Les deux unités, porcine et avicole, ont été conservées sans extension de surface, mais réaménagées par l’obligation de procurer plus d’espace par animal, privilégier l’élevage en groupe et rendre le travail plus ergonomique. Le bâtiment porc, qui a été complètement rénové comportait deux salles de 48 places chacune en logements individuels, avec pesée manuelle de l’aliment et des animaux. Les porcelets sont maintenant logés par 20 dans quatre loges collectives de 12 m2. Pour continuer à récolter des données individuelles, ils portent une puce d’identification et sont détectés lorsqu’ils passent au distributeur d’aliment développé avec Asserva (deux par loge) et aux deux abreuvoirs. Quant à la salle de mesure de digestibilité, elle a été réduite de 20 places individuelles bloquées à 12 places. Chacune comporte une case d’alimentation ouverte sur courette individuelle d’exercice, le tout faisant 4 m2. Un dispositif de mangeoires connectées existe aussi pour la volaille. Comme aucun dispositif commercial n’existait pour cette production, Arvalis a travaillé avec la société tourangelle Tekin spécialisée dans la création sur mesure d’objets et services connectés pour mettre au point un prototype.

L’investissement global de plus de 700 000 euros, majoritairement autofinancé, a bénéficié d’un accompagnement technique et financier. Le bâtiment porc a émargé au Plan de compétitivité et d’adaptation des exploitations agricoles pour un montant de 120 000 euros (17 % des travaux).
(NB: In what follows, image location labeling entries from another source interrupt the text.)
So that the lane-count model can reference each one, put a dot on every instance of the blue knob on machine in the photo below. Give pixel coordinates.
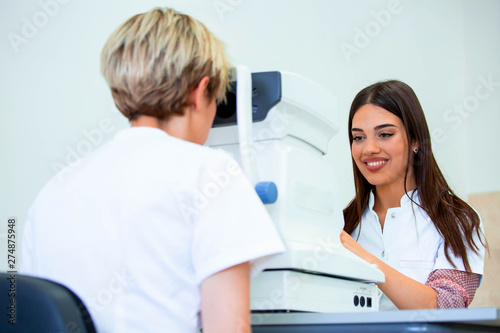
(267, 191)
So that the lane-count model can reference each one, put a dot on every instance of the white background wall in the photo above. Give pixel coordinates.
(55, 105)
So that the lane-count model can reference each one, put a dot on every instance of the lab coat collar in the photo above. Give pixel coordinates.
(404, 202)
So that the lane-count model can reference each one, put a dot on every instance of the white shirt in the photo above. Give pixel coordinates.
(136, 226)
(409, 242)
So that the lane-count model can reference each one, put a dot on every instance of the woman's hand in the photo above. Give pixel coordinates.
(403, 291)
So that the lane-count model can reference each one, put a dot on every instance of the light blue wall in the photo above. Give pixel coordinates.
(54, 104)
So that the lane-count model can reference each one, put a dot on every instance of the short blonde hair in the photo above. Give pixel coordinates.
(155, 59)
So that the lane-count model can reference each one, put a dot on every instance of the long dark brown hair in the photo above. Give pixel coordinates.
(453, 218)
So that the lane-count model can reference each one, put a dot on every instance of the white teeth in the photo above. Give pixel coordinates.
(376, 163)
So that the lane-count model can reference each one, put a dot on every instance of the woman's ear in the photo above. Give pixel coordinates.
(198, 94)
(415, 147)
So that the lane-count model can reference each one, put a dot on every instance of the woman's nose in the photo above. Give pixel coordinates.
(371, 147)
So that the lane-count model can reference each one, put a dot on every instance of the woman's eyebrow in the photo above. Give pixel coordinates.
(354, 129)
(384, 126)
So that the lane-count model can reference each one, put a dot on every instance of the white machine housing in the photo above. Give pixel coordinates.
(316, 273)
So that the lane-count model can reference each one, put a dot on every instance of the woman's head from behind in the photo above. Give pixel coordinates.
(155, 59)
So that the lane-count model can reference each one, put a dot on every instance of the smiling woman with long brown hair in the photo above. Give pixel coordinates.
(404, 218)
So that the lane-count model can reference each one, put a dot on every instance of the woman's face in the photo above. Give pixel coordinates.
(380, 146)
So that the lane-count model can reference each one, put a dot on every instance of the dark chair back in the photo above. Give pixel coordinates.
(29, 304)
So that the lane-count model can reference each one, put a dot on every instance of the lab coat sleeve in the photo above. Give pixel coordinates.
(233, 225)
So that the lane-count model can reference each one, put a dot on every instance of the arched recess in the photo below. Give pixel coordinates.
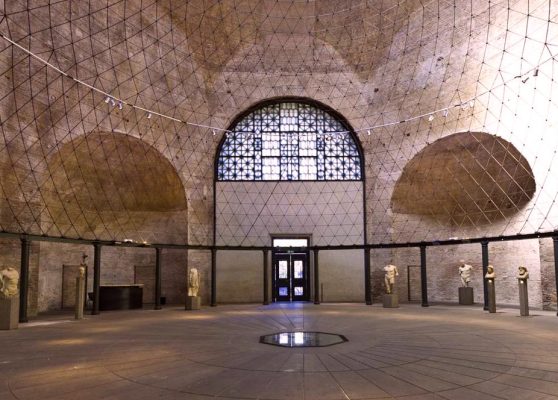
(289, 167)
(465, 179)
(113, 186)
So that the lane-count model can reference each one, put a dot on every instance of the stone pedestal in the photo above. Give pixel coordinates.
(466, 296)
(193, 303)
(80, 297)
(9, 313)
(391, 300)
(523, 298)
(491, 295)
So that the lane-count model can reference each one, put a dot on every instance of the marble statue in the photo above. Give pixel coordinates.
(193, 282)
(490, 274)
(389, 278)
(465, 272)
(522, 273)
(9, 279)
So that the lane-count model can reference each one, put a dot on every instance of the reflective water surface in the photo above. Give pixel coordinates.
(303, 339)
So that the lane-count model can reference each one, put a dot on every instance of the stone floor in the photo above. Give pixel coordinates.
(441, 352)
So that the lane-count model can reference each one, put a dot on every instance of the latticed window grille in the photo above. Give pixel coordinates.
(289, 141)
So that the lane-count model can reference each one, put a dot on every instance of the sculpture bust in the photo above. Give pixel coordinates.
(9, 279)
(522, 273)
(193, 282)
(490, 274)
(465, 271)
(389, 278)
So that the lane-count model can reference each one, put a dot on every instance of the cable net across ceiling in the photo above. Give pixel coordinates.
(112, 113)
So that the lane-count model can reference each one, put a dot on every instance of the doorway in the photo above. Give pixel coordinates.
(290, 269)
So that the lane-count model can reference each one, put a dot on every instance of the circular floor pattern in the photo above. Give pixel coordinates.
(410, 353)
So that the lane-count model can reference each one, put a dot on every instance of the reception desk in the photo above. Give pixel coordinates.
(120, 297)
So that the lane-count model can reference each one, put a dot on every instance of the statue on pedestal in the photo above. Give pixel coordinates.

Le bâtiment volailles a aussi bénéficié du soutien de CAP’Tronic, qui a mis Arvalis en relation avec la start-up Tekin, alloué une aide de 3000 euros (via l’association Jessica, fondée par le CEA et BPI France), pour la preuve de concept de la mangeoire connectée pour poulets.

De gauche à droite : Harold Rigoreau (technicien volaille), Patricia Thiercelin, Fabienne Fournie (assistante), Maxime Traineau et Justine Danel (ingénieurs), Nicolas Gandon, Maria Vilarino ( responsable station expérimentale).
De gauche à droite : Harold Rigoreau (technicien volaille), Patricia Thiercelin, Fabienne Fournie (assistante), Maxime Traineau et Justine Danel (ingénieurs), Nicolas Gandon, Maria Vilarino ( responsable station expérimentale). - © Pascal Le Douarin

40 ans au service des filières animales

La ferme expérimentale de Villerable, dans le Loir-et-Cher, a été créée dans les années 70 avec pour mission d’améliorer l’alimentation des porcs, puis elle a évolué dans les années 90 vers la spécialisation des mesures de digestibilité de matières premières pour les porcs et les volailles. Elle est gérée par l’équipe du Pôle valorisation animale du service qualités et valorisations. Ses trois ingénieurs et quatre techniciens, avec l’appui de leur assistante, testent des matières premières, des coproduits et des aliments complets sous plusieurs angles : valeur nutritionnelle, qualité sanitaire, rejets dans l’environnement… Le tout en partenariat avec la recherche publique (Inra), les instituts (Ifip, Itavi, Terres Innovia) et les entreprises de nutrition animale. Son « cœur de métier » est de mesurer la digestibilité, afin de produire des références pour la formulation d’aliments. La qualité du blé, du maïs, du triticale et du sorgho est aussi évaluée chaque année. S’ajoutent des études sur les méthodes d’analyses et sur des thématiques variées : digestibilité du phosphore sur des coproduits, impacts des céréales à faible poids spécifique, effets d’additifs nutritionnels, effets de la granulation des aliments, effets de contaminants.